Suspeito de matar segurança durante festa municipal vai a júri popular em Ivinhema

Crime ocorreu durante festa de 60 anos do município em novembro de 2023.

11 de mar 2026 - 16h:37 Créditos: Redação com informações do Top Mídia News
Crédito: Reprodução

O Tribunal do Júri da comarca de Ivinhema realizará nesta quinta-feira (12) o julgamento de José Edilson da Silva Cordeiro, de 46 anos, acusado de matar a tiros o segurança Vitor Hugo Camargo durante um evento comemorativo no município, em novembro de 2023.

O crime aconteceu na madrugada, por volta das 3h20, na Praça de Eventos, localizada na Avenida Ronaldo Padovan Branquinho, na região central da cidade. No local era realizada a festa em comemoração aos 60 anos de Ivinhema.

De acordo com a denúncia, momentos antes do crime houve um desentendimento entre a equipe de segurança do evento e o sobrinho do acusado, identificado como Eugênio dos Santos Silva. Uma das regras da festa previa que os participantes não poderiam circular sem camisa, o que teria motivado a abordagem pelos seguranças.

Durante a situação, José Edilson passou a acompanhar e filmar a abordagem com o celular, demonstrando irritação com a intervenção dos profissionais de segurança. Em meio à confusão, o aparelho teria caído no chão após contato com um dos seguranças, o que agravou ainda mais o clima de tensão.

Segundo as investigações, o acusado teria feito ameaças e, em seguida, deixado o local para buscar uma arma de fogo, retornando pouco tempo depois ao evento.
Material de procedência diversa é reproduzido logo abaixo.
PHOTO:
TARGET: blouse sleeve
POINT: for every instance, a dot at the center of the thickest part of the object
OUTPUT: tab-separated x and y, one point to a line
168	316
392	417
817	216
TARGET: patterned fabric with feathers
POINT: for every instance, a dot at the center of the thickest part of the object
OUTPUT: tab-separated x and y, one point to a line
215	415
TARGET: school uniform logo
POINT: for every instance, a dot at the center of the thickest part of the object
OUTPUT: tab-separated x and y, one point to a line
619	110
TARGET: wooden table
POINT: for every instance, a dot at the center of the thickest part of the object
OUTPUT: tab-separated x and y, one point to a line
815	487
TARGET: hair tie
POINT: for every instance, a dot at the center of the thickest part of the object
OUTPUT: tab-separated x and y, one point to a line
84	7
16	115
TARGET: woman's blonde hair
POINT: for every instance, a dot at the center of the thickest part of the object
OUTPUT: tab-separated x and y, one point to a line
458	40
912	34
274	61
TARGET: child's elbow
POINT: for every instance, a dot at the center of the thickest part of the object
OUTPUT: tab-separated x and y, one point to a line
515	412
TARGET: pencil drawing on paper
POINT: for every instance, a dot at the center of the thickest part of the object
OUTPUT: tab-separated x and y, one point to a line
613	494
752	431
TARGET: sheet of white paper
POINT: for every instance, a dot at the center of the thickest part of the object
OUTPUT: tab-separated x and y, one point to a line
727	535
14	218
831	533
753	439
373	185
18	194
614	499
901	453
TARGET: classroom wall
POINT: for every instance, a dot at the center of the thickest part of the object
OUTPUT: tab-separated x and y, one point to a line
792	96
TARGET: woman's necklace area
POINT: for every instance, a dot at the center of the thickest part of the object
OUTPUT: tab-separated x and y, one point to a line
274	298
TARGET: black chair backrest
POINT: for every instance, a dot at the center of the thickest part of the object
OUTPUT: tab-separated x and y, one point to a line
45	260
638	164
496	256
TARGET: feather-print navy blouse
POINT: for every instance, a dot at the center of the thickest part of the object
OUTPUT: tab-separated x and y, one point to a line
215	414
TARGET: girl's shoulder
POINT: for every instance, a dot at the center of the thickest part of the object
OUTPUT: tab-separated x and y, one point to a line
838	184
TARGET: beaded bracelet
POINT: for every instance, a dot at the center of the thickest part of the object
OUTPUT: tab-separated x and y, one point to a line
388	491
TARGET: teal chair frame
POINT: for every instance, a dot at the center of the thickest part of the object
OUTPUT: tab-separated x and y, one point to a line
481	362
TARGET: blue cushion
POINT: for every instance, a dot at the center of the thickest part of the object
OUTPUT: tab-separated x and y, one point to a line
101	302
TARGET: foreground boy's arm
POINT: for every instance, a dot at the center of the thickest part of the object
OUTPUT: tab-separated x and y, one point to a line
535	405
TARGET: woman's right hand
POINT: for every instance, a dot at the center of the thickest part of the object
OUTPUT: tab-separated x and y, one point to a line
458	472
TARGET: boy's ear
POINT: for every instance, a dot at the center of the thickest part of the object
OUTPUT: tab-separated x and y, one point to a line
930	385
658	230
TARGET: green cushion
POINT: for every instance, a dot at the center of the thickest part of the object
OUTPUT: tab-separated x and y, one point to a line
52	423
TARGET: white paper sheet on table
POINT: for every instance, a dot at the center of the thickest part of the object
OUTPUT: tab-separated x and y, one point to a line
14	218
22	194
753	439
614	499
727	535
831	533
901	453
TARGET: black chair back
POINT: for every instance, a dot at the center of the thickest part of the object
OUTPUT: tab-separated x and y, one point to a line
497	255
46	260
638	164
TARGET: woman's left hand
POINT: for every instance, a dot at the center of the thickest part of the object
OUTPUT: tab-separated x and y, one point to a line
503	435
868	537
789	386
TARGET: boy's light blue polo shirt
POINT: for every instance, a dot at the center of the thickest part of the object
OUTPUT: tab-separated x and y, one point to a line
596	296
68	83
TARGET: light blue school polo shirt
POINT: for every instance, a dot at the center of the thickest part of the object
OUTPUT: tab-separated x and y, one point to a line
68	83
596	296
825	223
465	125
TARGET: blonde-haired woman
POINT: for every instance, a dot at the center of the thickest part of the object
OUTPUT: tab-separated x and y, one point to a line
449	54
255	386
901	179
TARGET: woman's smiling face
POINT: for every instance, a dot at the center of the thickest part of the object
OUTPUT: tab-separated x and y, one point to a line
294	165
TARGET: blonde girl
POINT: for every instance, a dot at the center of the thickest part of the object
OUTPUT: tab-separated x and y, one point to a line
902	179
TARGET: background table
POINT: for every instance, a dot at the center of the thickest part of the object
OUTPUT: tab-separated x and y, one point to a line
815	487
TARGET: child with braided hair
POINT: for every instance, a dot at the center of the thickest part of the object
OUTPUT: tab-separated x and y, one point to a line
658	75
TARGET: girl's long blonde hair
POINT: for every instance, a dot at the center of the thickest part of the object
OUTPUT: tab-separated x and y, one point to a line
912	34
Já armado, ele teria passado a procurar o segurança que acreditava ter danificado seu telefone. Conforme a denúncia, ao se aproximar da vítima, conversou brevemente com o profissional e voltou a se misturar à multidão.

Minutos depois, o suspeito retornou e efetuou disparos contra o segurança, que tentou correr em direção a um camarote. Mesmo ferido e caído ao chão, Vitor Hugo teria sido atingido por novos tiros. Ao todo, quatro disparos foram realizados, causando a morte da vítima ainda no local. Após o crime, o acusado fugiu.

O Ministério Público sustenta que o homicídio foi cometido por motivo fútil e mediante recurso que dificultou a defesa da vítima, uma vez que os disparos teriam sido realizados de surpresa, inclusive quando o segurança tentava fugir.

Além da acusação de homicídio qualificado, José Edilson também responde pelo crime de porte ilegal de arma de fogo de uso permitido.

O caso será analisado pelo Tribunal do Júri, responsável por julgar crimes dolosos contra a vida.